Twenty-one programs and over $53,000 invested
By Ramona du Houx
During the school year too many children from low income families rely on school meals being their one meal of the day. Federal and state cuts to programs have made states like Maine food insecure. What do these kids do during the summer months for food?
In 2014, Full Plates Full Potential got underway. It is Maine’s only statewide child hunger organization. FPFP does it’s work by partnering with other hunger relief organizations, granting funds to schools and nonprofits providing technical support to grantees and working with chefs, businesses and others to end child hunger.
Full Plates Full Potential (FPFP) has just awarded twenty-one statewide summer food service program grants totaling over $53,000. Summer sites will run from the end of June until the end of August and serve free meals to anyone 18 years old and younger. Summer grants range from $500 to over $6,300 and fund critical investments to feed more kids such as: equipment for sites, transportation, enrichment activities, outreach, staffing and food costs.
This summer an unprecedented amount of applications and funding requests were received. Thirty one applications were reviewed, requesting over $100,000. There are over 400 summer food service program across the state that served just over 750,000 meals last year.
“Summer time is a frightening period for a hungry child,” said Anna Korsen, Program Director for Full Plates Full Potential “these summer sites will potentially serve 43,893 additional meals to children whose bodies and minds need nutritious meals. Additionally, many of our summer sites will pilot best practices that could help many more children in 2019.”

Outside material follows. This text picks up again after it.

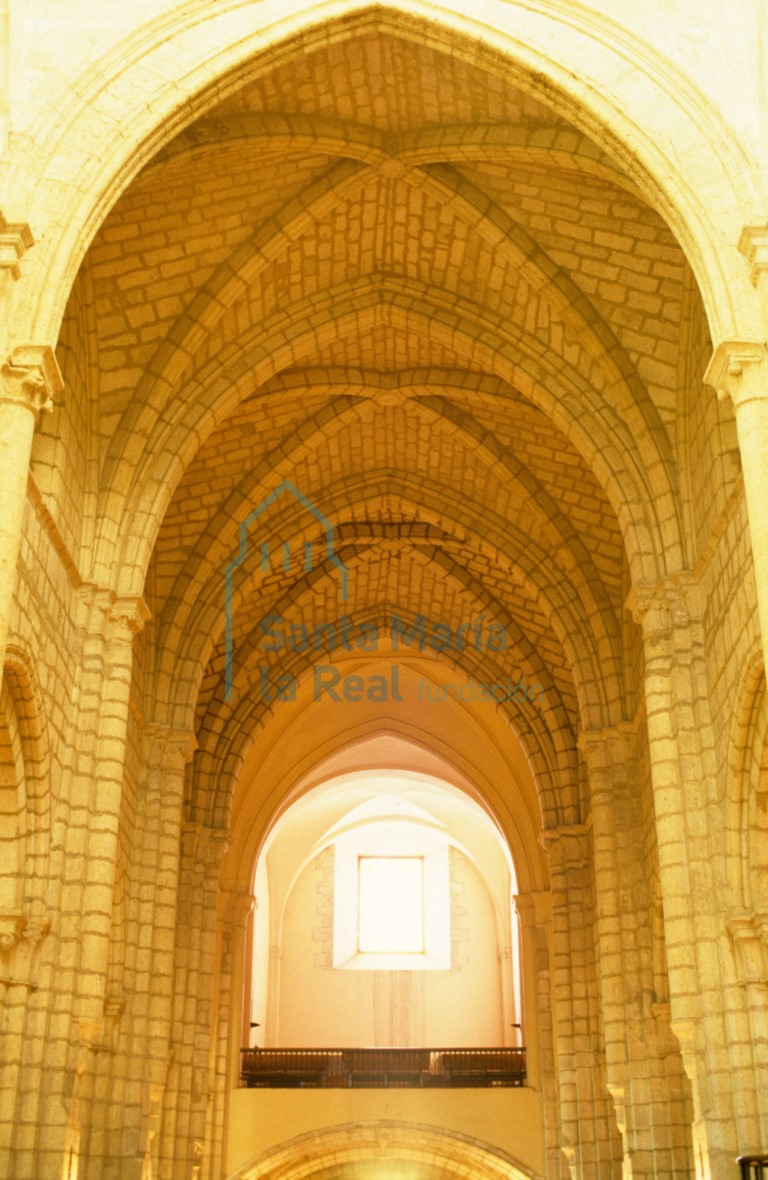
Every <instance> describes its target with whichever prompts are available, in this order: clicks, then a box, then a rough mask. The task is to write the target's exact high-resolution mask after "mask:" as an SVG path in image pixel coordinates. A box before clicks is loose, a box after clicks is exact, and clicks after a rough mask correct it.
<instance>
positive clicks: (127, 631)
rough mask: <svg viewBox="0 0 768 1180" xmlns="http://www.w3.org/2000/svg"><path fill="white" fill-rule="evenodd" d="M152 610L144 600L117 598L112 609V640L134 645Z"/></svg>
mask: <svg viewBox="0 0 768 1180" xmlns="http://www.w3.org/2000/svg"><path fill="white" fill-rule="evenodd" d="M151 617H152V612H151V611H150V608H149V607H147V605H146V603H145V602H144V599H143V598H138V597H136V598H133V597H131V598H116V599H114V601H113V602H112V604H111V607H110V623H111V629H110V630H111V634H110V638H111V640H118V641H123V642H125V643H132V642H133V636H134V635H138V634H139V631H140V630H142V629H143V627H144V624H145V623H146V621H147V619H149V618H151Z"/></svg>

FPFP collaborated for the third year in a row with Good Shepherd Food Bank to run the summer grant program. Additionally, FPFP partnered with the Horizon Foundation and many FPFP Feed Kids Vendors like Bissell Brothers, IDEXX Laboratories, Big Tree Hospitality, and the Brew Bus to raise critical additional funding.
“Full Plates Full Potential is so grateful to our partners. Their generosity means we can reach so many more kids and families this summer” said Justin Alfond, a director at Full Plates Full Potential. “Summer sites are playing bigger and bigger roles in our communities. They serve great nutritious meals, and offer fun programing for children allowing kids to have fun.”
"The grant funding will allow us to take the next step in our summer program, said Wendy Collins, School Nutrition Director at Kittery School Department.. “We purchased a hot oven with the grant -- the oven will allow our program to offer a larger variety of food, kids will be happier and it will increase our participation. I can’t thank Full Plates Full Potential enough for supporting communities address food insecurity."